Thijs is een echte sportman, maar ook een gezellige vriend waarmee je kunt lachen. Na school zie je hem altijd op het voetbalveld voor zijn huis en in de pauze op school voetbalt hij altijd mee met de andere kinderen. Bart groet vriendelijk terug. Thijs en Bart waren vroeger vooral goede vrienden van elkaar, ze zaten samen op de basisschool maar nu ze naar de middelbare school zijn gegaan, spreken ze elkaar steeds minder. ‘Kom vanmiddag voetballen met mij en Quinten’ stelt Thijs voor. Bart aarzelt, vaak is de combinatie van Thijs & Quinten meer ruzie dan voetbal. ‘ik kijk nog even, ik moet vanmiddag nog wat huiswerk maken’, één van de smoesjes die iedereen wel kent.

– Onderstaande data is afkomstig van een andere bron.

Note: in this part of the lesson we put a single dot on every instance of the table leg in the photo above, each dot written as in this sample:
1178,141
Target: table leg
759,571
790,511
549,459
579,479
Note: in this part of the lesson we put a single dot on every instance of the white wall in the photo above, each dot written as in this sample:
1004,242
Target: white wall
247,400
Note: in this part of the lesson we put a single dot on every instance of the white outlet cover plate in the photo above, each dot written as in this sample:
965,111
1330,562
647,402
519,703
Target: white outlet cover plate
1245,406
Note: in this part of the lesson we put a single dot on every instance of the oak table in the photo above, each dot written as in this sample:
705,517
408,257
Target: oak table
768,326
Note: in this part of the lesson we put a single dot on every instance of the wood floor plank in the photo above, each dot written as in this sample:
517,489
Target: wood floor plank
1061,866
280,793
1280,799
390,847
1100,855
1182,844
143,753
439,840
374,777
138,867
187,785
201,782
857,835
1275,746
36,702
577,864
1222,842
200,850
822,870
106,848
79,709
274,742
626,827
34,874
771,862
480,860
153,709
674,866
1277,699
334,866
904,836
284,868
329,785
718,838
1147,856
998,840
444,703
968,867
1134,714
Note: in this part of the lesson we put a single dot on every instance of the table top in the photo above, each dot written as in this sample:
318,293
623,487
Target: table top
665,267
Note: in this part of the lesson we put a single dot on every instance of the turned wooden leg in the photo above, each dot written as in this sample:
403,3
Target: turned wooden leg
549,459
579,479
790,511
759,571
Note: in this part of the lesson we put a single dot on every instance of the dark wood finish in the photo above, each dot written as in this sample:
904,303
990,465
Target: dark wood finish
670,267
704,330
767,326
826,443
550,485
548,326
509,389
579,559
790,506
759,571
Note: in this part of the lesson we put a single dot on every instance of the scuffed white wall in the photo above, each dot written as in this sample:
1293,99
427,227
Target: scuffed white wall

‘Is goed, ik bel je wel vanmiddag’ zegt Thijs terug. Ze groeten elkaar en Thijs jogt naar de bushalte om de hoek.
Shit, denkt Bart. Wanneer hij het perron op loopt, rijdt een overvolle metro weg. Het verbaast hem nog dat al die mensen er nog in passen. Normaal is het niet zo erg, maar vandaag rijdt de metro eens in het kwartier. Hopelijk kom ik niet te laat, denkt hij.
Wanneer de volgende metro het perron op rijdt, vraagt hij zich nog steeds af of hij er wel in past. Snel wringt hij zich tussen de menigte richting de metro die op punt staat de deuren te sluiten en aan te rijden op de volgende halte. Als een bliksemschicht schiet hij het station over richting de lange metro. ‘Hé knul, kijk is even uit.’ Een wat oudere man met een wandelstok wil net als Bart de metro in, maar op dit moment heeft Bart geen tijd voor slome ouderen. Opgelucht haalt hij adem wanneer hij tussen de mensen wordt geplet voor de uitgang van het overvolle rijtuig. Met volle vaart rijd de metro onder de drukke stad van Rotterdam door. Wanneer Bart is aangekomen op het juiste station, wringt hij zich nog één keer door de menigte om vervolgens via de roltrap naar boven te gaan.
Eindelijk, denkt Bart.
Bart zijn school is een aantal metrostations verwijderd van zijn huis. Wanneer hij naar school gaat is het vaak overvol in de metro. Veel mensen gebruiken de metro om naar werk, school of het centrum te gaan.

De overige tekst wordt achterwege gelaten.